CC
>> So our task -- as in almost all the key issues for the left -- is simply
(!) to find ways to shift the locus of struggle. That is a subject of two or
three years (or decades) of discussion.
>>

mbs:  This last is the most self-refuting statement in the entire debate.
But who cares about politics; we've got eons to work that out.  What's
really important is philosophy, so let's get to it.

I've said what I personally think about abortion is not important to my
argument in this debate, which was about politics.  Under any circumstances
I could think of, if my daughter needed my help to get one, legally or
otherwise, I'm sure I would do so.  I can't promise not to chafe under rules
I think are good for everybody, in the abstract.  I don't pretend to any
moral superiority, only to moral puzzlement.

I can't help noticing that references to the unborn in these threads have
been extremely abbreviated.  The only clear one I can remember is Carrol's
analogy to an appendix.  An abortion is not ethically different than an
appendectomy, so a fetus is the moral equivalent of an appendix.  William
Burroughs gave us talking assholes, and now we have appendices with the
potential to breathe, cry, pee, etc.  We have fancy machines to watch them,
take pictures of them.  If you want a child, you're a mother and the fetus
is a person.  If it dies in childbirth, it is not uncommon to bury them and
put up gravestones.  "Here lies 'Michael' . . . "  If you don't want a
child, then you're not a mother, you're a woman with a wiggly appendix, or
something.  The nature of the fetus, it's inherent rights, or lack thereof,
depends on what a couple of other people who happen to be its originators
think.  ('Parents' won't do.  Can't be parents without a child, and then
we're in trouble again.)  Doesn't that strike anyone as odd?

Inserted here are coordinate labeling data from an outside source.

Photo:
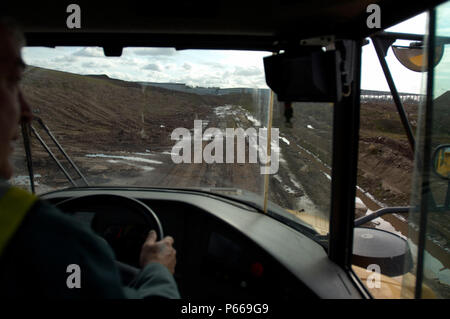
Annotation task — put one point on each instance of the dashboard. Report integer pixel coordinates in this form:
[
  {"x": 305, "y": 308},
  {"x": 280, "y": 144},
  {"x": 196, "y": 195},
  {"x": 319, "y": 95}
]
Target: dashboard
[{"x": 224, "y": 249}]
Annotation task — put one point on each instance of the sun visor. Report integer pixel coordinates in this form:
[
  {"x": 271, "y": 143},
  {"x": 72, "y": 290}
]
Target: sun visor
[{"x": 310, "y": 77}]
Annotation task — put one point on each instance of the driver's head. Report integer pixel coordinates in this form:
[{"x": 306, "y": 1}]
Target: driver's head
[{"x": 13, "y": 108}]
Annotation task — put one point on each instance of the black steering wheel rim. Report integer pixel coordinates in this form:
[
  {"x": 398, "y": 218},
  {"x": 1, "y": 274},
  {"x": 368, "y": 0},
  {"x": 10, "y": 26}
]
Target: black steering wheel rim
[
  {"x": 90, "y": 202},
  {"x": 84, "y": 202}
]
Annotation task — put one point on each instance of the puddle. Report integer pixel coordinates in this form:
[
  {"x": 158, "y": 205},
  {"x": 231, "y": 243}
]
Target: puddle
[{"x": 126, "y": 158}]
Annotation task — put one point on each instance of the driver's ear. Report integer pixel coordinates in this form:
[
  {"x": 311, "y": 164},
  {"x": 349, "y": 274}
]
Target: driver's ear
[{"x": 26, "y": 114}]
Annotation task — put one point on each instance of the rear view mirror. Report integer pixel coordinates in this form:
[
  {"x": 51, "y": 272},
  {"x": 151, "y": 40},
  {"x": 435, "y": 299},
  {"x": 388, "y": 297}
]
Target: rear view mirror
[
  {"x": 441, "y": 161},
  {"x": 311, "y": 76}
]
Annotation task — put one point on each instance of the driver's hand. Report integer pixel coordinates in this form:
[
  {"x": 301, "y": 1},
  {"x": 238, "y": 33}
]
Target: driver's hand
[{"x": 158, "y": 251}]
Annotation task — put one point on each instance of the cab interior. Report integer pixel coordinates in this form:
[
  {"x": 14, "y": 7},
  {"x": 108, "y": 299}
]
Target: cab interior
[{"x": 227, "y": 246}]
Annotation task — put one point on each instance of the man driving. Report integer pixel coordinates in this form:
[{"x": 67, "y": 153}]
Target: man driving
[{"x": 38, "y": 243}]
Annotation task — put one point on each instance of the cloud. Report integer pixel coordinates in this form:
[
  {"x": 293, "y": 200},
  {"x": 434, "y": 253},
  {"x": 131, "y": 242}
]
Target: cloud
[
  {"x": 152, "y": 67},
  {"x": 155, "y": 52},
  {"x": 92, "y": 65},
  {"x": 65, "y": 59},
  {"x": 249, "y": 71}
]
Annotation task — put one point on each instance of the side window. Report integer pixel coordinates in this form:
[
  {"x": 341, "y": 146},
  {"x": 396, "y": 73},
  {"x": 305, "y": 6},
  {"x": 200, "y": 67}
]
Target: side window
[{"x": 431, "y": 185}]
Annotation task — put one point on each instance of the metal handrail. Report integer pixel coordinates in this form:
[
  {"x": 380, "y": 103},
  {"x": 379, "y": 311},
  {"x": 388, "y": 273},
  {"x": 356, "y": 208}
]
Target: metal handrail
[
  {"x": 381, "y": 212},
  {"x": 49, "y": 151}
]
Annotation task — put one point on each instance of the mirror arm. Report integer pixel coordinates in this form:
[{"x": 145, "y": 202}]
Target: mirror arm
[{"x": 381, "y": 212}]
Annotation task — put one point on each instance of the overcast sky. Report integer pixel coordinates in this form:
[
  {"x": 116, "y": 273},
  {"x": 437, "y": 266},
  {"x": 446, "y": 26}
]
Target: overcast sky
[{"x": 209, "y": 67}]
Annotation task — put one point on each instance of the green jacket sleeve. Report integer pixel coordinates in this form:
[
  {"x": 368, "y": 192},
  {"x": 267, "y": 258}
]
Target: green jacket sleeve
[{"x": 154, "y": 280}]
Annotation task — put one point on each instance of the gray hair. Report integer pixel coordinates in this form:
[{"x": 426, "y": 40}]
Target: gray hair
[{"x": 13, "y": 29}]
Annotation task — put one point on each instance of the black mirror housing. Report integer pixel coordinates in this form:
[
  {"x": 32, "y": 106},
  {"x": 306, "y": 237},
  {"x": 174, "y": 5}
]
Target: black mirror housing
[
  {"x": 312, "y": 76},
  {"x": 441, "y": 161}
]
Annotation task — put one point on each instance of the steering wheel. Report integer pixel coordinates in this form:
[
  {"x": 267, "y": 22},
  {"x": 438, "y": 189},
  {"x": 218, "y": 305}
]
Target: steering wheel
[{"x": 130, "y": 208}]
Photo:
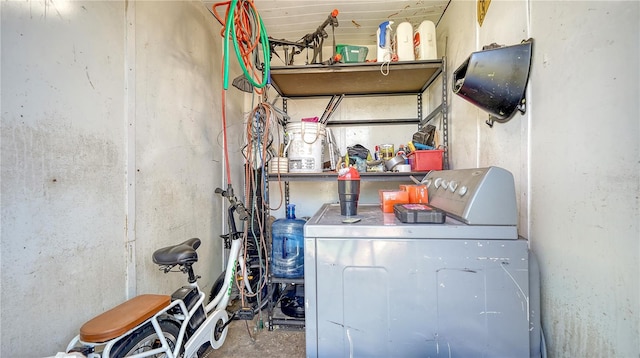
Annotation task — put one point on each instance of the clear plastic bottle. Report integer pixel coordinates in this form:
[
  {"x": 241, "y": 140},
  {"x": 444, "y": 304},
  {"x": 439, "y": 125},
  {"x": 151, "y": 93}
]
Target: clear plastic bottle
[{"x": 287, "y": 249}]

Another reference hinged on a women's right to control of her own body,
which entailed a right of "disposal"!  The connotation is obvious and
probably was unintentional, but it points up the impulse to look away from
the question.  In practice, of course, actual 'disposal' of fetuses is a
very touchy matter, not least for the pro-choice among the populace.  If a
fetus is an appendix, then it could easily go into the garbage with stuff
you found rotting in the refrigerator.  Or we could recycle the material,
perhaps feed it to hogs.

There was Yoshie's point about objectification of women, or denial of their
personhood, which is entirely well-taken when we speak of any limits to
"choice" or "[un]reproductive rights."  But nobody spoke to denial of the
humanity of the unborn.

There was a fascinating twist on this issue in a previous debate on LBO.  A
disability activist took negative note of the use of abortion as a means of
de-selecting fetuses judged 'disabled' from childbirth.  Abortion for
purposes of sex selection is also a well-known practice.  But if a fetus is
an appendix, than an imperfect fetus or a female fetus is an imperfect or
female appendix, so no problem.  No?  Yes?  If for the sake of argument,
parents made such decisions with no implications for the disabled persons
among us, then would this be acceptable or not?  As CC says, abortion is
just another form of birth control.  The right to 'choice' is the right to
act on  motives we would find repugnant.

Out of curiosity, I wonder how this blob of ectoplasm known as a fetus is
regarded.  What do people think it is exactly, or philosophically?  Is it
like an appendix, a second-class Siamese twin, or what?